Name Clause – Must include “Limited” (LTD) (Section 26).
Company-Type Clause – States it is a private company limited by shares.
Liability Clause – Members’ liability is limited.
Capital Clause – States share capital (if included).
Association Clause – Confirms the company formation agreement.
Where must the Constitution be filed?
With the Companies Registration Office (CRO).
What document proves a company’s legal existence?
The Certificate of Incorporation (Section 25 CA 2014).
What are the effects of registration?
The company becomes a separate legal entity.
It has perpetual succession.
It can enter contracts, own property, sue & be sued.
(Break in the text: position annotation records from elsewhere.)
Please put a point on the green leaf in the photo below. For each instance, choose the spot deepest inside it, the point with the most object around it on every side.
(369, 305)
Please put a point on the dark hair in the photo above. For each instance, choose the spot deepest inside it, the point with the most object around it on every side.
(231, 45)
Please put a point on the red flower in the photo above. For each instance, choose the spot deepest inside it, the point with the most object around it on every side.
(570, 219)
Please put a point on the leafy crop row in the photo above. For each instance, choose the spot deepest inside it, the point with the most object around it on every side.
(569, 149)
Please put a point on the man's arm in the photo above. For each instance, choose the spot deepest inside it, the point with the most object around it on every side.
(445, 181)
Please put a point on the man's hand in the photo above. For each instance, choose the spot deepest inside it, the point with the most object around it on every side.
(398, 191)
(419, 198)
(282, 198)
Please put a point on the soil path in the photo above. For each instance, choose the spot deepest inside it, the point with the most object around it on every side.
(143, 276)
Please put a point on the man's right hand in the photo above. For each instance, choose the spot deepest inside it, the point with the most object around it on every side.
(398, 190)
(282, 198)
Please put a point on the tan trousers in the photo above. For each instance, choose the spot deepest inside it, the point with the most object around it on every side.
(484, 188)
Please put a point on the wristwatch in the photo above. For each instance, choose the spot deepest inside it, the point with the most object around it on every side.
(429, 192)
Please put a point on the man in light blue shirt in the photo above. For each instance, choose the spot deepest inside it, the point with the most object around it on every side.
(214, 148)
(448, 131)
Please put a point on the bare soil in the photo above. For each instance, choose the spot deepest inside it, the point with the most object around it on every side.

What is required under Section 43 CA 2014?
Every company must have a common seal.
How does a DAC differ from an LTD?
DACs must have a Memorandum & Articles of Association.
DACs must have at least 2 directors.
DACs have an Objects Clause, restricting their activities.
What must a DAC’s name include?
“Designated Activity Company” (DAC) or “d.a.c.” (Section 969 CA 2014).
What are the key clauses in a DAC’s Memorandum?
Name Clause – Must state the company’s name.
Objects Clause – Defines permitted business activities (Section 967).
Liability Clause – Limits members’ liability.
Share Capital Clause – States share capital details.
Association Clause – Confirms members’ agreement to form the company.
What happens if a DAC acts beyond its Objects Clause?
The act is ultra vires but not void (Section 973 CA 2014).
What do the Articles of Association regulate?
Internal governance (e.g., voting rights, director duties).
Rules on meetings, dividends, share transfers, etc.
What happens if the Articles conflict with the Memorandum?
The Memorandum prevails (Roper v Ward [1981]).
How can a DAC alter its Memorandum?
By special resolution (75% approval) (Section 974 CA 2014).
How can shareholders challenge an alteration?
If they hold at least 15% of shares, they can apply to court within 21 days.
What are the limitations on altering the Articles?
Changes must be legal (cannot contradict CA 2014).
Changes must be bona fide and in the company’s best interest (Allen v Gold Reefs Ltd [1900]).
Who is bound by the company’s Constitution?
The company is bound to members.
Members are bound to the company.
Members are bound to each other.
Can the Constitution be enforced by non-members?
No – outsiders cannot rely on it (Eley v Positive Government Co [1876]).
Do LTDs have an Objects Clause?
No – they have full capacity to act like a natural person (Section 38 CA 2014).
Can a DAC act beyond its Objects Clause?
No, but the act is not void (Section 973 CA 2014).
What was decided in Ashbury Railway Co v Riche (1875)?
A company’s ultra vires acts were unenforceable.
What rights can members enforce under Section 31?
Members can enforce personal rights under the Constitution.
They can sue the company if their rights are breached.